Oleg Balanovsky, Ph.D.

Genogeography Group, Head
Vavilov Institute of General Genetics

Population Genetics, Gene Geography, Physical Anthropology, Ancient Indo-European Languages, and Indo-European Studies

Title of Presentation: 
The Microevolution Processes in Human Populations: The Emerging Portrait of Global Gene Pool Structure
Abstract : 

The studies of genetic variation in human populations started almost 100 years ago: at the time of World War I, the pronounced differences in frequencies of blood groups were revealed for the first time. During the following century-long history of intensive research, the arsenal of population geneticists has changed six times.

The immunological markers or blood groups (1) were only available genetic systems for decades until biochemical markers (2) were widely introduced in 1960s. Both types are known as “classical markers”. The datasets on their variation in human populations worldwide are large and have been summarized by both Western (Cavalli-Sforza et al., 1994) and Russian (Gene pool and gene geography of fUSSR) scientific schools in the fields of gene geography. The classical markers are virtually out of experimental use in present days. But because their variation has been well described and analyzed, these generalized conclusions are widely used as a background for current research.

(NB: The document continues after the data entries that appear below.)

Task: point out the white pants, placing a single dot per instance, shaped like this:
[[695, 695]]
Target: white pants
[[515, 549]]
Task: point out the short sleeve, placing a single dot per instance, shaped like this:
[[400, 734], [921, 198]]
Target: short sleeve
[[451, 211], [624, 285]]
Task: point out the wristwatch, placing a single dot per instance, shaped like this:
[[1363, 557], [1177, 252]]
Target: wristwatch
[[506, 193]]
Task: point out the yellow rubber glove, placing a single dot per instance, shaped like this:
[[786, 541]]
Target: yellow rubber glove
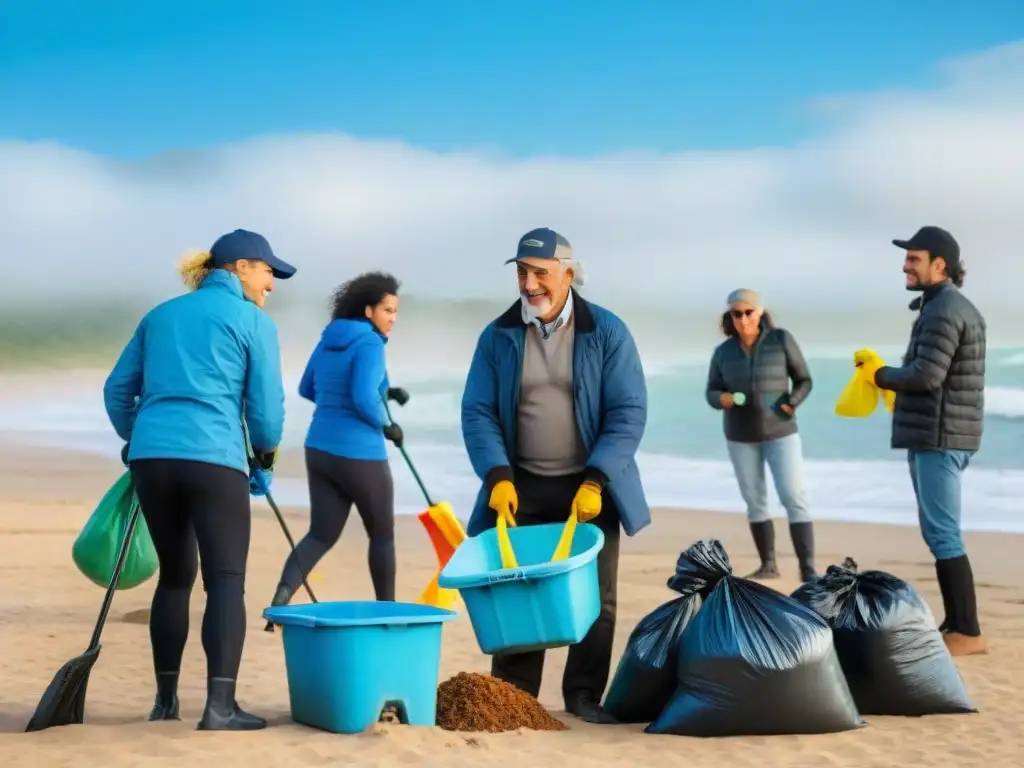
[[867, 361], [505, 501], [587, 503]]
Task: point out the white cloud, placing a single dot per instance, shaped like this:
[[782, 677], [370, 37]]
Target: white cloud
[[809, 223]]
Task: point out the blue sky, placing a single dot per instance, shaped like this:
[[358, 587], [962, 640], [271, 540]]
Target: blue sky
[[525, 78]]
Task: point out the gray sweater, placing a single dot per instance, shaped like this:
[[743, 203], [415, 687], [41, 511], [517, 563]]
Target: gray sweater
[[548, 441], [764, 377]]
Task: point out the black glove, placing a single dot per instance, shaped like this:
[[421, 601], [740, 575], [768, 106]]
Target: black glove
[[393, 432], [265, 459], [397, 394]]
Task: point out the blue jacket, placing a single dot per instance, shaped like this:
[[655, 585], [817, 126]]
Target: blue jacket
[[195, 363], [610, 402], [347, 380]]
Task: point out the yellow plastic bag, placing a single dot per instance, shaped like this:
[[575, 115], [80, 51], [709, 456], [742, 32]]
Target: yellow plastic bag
[[861, 395], [858, 399]]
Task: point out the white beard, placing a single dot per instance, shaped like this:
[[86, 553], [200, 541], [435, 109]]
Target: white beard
[[535, 311]]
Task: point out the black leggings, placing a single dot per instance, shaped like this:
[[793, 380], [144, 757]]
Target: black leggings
[[198, 515], [335, 483]]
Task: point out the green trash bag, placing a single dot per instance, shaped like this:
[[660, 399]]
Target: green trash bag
[[95, 550]]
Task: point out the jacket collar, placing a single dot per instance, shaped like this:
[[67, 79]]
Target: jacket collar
[[930, 293], [583, 315], [224, 281]]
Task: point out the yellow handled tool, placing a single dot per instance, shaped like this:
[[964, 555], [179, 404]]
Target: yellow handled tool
[[505, 544], [565, 540]]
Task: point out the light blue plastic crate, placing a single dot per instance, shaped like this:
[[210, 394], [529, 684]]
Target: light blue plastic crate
[[540, 604], [346, 662]]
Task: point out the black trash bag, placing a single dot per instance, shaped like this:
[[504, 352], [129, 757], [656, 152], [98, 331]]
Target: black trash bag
[[753, 660], [893, 654], [645, 678]]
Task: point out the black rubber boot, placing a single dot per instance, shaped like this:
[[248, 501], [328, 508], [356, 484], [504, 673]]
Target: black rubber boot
[[166, 707], [222, 712], [942, 573], [764, 540], [958, 595], [802, 535], [283, 596]]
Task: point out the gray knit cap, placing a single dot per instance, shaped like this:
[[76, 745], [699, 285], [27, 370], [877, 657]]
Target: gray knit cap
[[744, 296]]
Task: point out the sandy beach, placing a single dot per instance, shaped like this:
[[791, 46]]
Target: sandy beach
[[48, 610]]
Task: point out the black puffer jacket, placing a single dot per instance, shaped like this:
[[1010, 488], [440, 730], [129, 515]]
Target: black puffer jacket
[[940, 389], [764, 377]]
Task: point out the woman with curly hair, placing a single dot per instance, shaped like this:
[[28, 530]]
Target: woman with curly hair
[[193, 366], [758, 378], [346, 454]]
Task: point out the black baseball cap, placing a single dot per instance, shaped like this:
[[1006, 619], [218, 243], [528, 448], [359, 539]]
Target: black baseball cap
[[936, 241], [243, 244]]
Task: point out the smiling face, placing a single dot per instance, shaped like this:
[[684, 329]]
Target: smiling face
[[544, 286], [256, 279], [747, 318], [384, 313], [922, 270]]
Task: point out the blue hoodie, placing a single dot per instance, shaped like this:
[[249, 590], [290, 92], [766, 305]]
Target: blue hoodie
[[346, 377], [195, 363]]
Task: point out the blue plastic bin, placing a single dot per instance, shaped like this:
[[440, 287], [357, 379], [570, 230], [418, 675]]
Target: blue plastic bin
[[540, 604], [347, 660]]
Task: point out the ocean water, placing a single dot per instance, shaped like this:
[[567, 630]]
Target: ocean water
[[850, 470]]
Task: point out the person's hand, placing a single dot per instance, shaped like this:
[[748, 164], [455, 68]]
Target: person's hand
[[587, 503], [867, 363], [504, 501], [266, 459], [393, 432], [397, 394]]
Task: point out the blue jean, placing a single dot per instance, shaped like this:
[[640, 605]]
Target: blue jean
[[936, 477], [784, 459]]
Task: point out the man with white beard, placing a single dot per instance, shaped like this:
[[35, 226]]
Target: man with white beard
[[553, 412]]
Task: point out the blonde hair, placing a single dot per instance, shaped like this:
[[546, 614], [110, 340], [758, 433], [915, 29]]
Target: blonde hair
[[194, 267]]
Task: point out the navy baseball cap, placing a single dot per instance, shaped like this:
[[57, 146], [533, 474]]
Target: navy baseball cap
[[542, 244], [936, 241], [243, 244]]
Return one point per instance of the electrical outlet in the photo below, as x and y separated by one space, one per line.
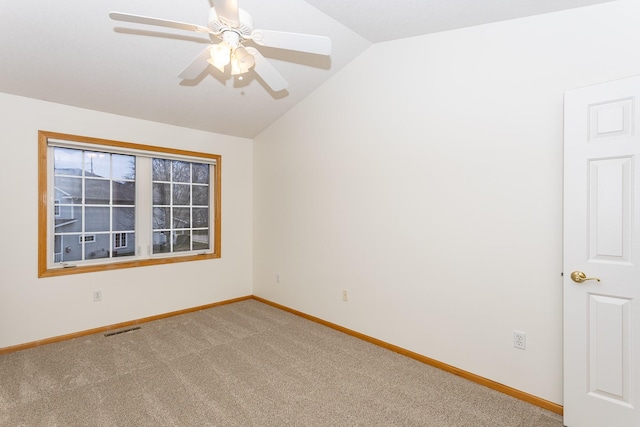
519 340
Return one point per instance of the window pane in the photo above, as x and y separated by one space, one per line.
182 242
161 170
200 239
200 173
123 167
99 248
181 194
161 242
68 190
67 161
161 218
124 193
124 244
69 223
161 194
124 219
69 248
181 218
200 195
200 217
181 171
96 192
97 219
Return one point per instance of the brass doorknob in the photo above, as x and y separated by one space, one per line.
579 277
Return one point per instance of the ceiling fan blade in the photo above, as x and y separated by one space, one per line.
139 19
293 41
267 72
197 66
227 11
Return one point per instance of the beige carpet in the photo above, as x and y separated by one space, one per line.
243 364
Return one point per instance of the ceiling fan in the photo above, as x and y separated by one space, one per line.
228 28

Since 1990s, the mitochondrial DNA (3) and Y-chromosome (4) became the most popular genetic systems in population studies. Hundreds of papers were dedicated to their variation, and accumulated datasets include hundreds thousands of samples from thousands of populations worldwide. The genome-wide (5) and full genome (6) markers are becoming the new favorite tools in the arsenal of researchers, but data on these genetic systems are not abundant yet. Thus, the first task is to summarize the accumulated data on mitochondrial DNA and Y-chromosomal variation, to extract the generalized patterns and to make the overall conclusions of the global gene pool structure from these two kinds of genetic data. The general trends in human variation revealed by these two systems will be valuable for decades even when no living researcher will remember experimental methods for their analysis. The second task is to compare these trends with the picture drawn by genome-wide markers in the last years and with the - emerging this year – picture drawn by the full genome sequencing.  

The talk will present:

- short reminder of the global trends in human variation, revealed by the classical genetic markers;

- the largest databases on mitochondrial DNA and Y-chromosomal variation worldwide;

- the cartographic atlases summing up patterns of human variation revealed by these two systems, including major directions of human colonization of the Earth, (sub)continental genetic continuums and boundaries between them, changes in the effective population size and fantastic geographic precision of human identification by using the Y-chromosomal lineages;

- the genetic structuring of the world populations as revealed by genome-wide markers and more detailed picture of genetic history of Europeans;

- the history of humans decoded from their full genomes and currently submitted to Nature;

- the promising approach of parallel analysis of the host and the pathogen genetic variation to trace migrations of both species.